I tried a modified version of the example code given in http://search.cpan.org/~dmow/Spreadsheet-XLSX-0.13-withoutworldwriteables/lib/Spreadsheet/XLSX.pm. It works very well and now I am trying to understand it.

I am not sure what these two lines are doing.

$sheet -> {MaxRow} ||= $sheet -> {MinRow}; $sheet -> {MaxCol} ||= $sheet -> {MinCol};

My guess is that if MaxRow or MaxCol are undefined then they are set to equal MinRow or MinCol respectfully. If that is true then under what circumstances is MAX not defined?

Also, I Data::Dumper::Simple'd $excel and it appears MinCol and MaxCol does not vary by row i.e., it is set once for each worksheet. So why execute it on each row? Or did I read the dump incorrectly?

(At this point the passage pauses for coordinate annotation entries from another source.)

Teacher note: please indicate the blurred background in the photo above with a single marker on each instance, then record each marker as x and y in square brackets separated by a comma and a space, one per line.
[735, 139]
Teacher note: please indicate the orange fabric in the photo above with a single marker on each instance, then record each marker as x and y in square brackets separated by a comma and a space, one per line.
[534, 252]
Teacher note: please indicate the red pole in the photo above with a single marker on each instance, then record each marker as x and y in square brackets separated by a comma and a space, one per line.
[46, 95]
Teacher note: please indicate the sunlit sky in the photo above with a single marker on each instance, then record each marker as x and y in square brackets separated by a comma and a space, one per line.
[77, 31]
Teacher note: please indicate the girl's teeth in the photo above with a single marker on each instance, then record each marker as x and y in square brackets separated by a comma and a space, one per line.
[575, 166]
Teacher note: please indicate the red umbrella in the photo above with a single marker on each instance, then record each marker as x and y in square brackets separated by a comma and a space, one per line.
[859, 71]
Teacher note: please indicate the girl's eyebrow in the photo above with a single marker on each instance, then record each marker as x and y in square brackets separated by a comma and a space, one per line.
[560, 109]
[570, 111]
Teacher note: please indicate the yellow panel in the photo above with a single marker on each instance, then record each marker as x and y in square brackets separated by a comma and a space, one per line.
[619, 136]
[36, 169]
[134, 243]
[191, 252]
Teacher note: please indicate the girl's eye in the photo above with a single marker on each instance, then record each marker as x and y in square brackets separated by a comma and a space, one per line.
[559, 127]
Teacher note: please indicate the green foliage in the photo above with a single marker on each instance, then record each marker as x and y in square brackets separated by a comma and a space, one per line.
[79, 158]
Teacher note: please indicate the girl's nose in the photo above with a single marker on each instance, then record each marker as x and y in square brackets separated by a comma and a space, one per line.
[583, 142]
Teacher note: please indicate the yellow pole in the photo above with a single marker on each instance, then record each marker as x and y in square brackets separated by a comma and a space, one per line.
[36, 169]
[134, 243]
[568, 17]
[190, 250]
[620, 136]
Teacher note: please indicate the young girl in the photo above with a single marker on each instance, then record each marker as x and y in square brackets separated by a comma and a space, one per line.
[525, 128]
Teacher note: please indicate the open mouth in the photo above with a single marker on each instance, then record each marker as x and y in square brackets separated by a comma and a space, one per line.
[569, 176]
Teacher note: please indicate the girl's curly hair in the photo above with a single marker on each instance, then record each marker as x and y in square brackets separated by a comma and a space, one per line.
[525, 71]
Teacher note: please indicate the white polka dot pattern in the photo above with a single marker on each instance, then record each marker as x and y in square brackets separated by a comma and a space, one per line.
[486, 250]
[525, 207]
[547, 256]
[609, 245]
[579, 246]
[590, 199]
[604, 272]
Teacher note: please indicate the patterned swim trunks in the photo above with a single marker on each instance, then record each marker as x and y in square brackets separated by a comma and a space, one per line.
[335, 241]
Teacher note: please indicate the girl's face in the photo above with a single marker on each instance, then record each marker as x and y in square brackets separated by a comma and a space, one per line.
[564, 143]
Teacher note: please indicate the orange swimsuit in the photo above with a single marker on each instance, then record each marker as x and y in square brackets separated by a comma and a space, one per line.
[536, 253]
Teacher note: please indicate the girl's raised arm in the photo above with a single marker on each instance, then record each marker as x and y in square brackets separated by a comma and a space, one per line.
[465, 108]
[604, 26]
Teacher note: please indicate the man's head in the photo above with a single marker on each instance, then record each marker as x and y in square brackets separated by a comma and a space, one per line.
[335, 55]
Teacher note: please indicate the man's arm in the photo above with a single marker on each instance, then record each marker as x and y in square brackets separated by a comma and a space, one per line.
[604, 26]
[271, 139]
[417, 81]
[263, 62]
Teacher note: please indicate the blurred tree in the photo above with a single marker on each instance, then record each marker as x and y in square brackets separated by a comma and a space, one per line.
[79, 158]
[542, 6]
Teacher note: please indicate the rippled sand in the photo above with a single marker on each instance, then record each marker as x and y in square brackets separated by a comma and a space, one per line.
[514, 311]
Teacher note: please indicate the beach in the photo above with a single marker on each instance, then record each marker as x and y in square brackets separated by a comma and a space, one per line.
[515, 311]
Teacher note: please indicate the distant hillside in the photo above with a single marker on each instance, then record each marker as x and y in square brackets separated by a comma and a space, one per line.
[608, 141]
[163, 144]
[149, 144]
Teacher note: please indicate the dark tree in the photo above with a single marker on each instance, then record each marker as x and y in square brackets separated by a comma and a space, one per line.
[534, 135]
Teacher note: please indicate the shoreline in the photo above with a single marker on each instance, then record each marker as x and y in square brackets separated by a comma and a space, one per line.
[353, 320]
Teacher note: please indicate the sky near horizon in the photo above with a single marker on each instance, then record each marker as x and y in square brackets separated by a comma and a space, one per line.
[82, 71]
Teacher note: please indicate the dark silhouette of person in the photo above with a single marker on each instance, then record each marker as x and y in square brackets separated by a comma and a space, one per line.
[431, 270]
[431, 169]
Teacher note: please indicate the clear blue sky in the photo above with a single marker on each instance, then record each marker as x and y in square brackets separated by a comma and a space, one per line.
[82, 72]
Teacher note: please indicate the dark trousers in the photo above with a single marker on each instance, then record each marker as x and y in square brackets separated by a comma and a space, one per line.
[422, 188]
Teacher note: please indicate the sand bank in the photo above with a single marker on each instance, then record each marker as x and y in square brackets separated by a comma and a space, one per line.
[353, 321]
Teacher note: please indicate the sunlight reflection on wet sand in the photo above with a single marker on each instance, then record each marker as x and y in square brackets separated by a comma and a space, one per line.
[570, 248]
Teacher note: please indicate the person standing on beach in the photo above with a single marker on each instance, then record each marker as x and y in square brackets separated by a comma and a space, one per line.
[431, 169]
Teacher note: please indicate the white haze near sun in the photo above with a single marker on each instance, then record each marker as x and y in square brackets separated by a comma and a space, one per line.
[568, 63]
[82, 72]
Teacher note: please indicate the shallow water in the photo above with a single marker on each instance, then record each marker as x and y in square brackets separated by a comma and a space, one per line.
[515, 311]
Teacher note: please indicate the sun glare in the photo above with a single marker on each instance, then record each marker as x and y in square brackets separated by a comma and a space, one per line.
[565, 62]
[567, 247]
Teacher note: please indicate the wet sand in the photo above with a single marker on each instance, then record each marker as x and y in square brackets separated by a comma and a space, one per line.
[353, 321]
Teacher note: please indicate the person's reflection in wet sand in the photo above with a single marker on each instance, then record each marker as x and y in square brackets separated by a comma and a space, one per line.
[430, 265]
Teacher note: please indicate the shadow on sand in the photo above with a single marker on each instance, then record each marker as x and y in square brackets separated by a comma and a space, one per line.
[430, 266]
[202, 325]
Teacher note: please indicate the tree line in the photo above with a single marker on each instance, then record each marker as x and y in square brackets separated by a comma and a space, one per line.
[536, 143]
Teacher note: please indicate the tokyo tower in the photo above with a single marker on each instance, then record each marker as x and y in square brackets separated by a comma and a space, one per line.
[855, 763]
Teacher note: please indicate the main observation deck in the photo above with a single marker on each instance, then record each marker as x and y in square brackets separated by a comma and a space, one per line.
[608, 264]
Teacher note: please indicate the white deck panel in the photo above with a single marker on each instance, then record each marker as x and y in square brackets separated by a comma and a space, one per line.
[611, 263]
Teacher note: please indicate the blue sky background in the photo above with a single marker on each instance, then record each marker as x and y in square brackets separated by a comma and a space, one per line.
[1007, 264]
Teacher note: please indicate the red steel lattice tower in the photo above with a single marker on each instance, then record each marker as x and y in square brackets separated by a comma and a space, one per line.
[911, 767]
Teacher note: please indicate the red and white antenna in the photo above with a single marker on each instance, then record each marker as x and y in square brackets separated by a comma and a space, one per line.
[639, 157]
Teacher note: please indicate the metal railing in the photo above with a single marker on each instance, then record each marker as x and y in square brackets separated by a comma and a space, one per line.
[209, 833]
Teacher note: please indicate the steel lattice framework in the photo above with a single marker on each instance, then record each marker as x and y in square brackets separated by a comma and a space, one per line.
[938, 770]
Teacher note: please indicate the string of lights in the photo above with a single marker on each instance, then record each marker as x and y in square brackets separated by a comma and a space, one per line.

Following is the code I ran:

use strict; use warnings; use Data::Dumper::Simple; use Spreadsheet::XLSX; # use Text::Iconv; # my $converter = Text::Iconv -> new ("utf-8", "windows-1251"); # Text::Iconv is not really required. # This can be any object with the convert method. Or nothing. # my $excel = Spreadsheet::XLSX -> new ('test.xlsx', $converter); my $excel = Spreadsheet::XLSX -> new ($ARGV[0]); print Dumper($excel); foreach my $sheet (@{$excel -> {Worksheet}}) { printf("Sheet: %s\n", $sheet->{Name}); $sheet -> {MaxRow} ||= $sheet -> {MinRow}; foreach my $row ($sheet -> {MinRow} .. $sheet -> {MaxRow}) { $sheet -> {MaxCol} ||= $sheet -> {MinCol}; foreach my $col ($sheet -> {MinCol} .. $sheet -> {MaxCol}) { my $cell = $sheet -> {Cells} [$row] [$col]; if ($cell) { printf("( %s , %s ) => %s\n", $row, $col, $cell -> {Va +l}); } } } }

Thanks in advance!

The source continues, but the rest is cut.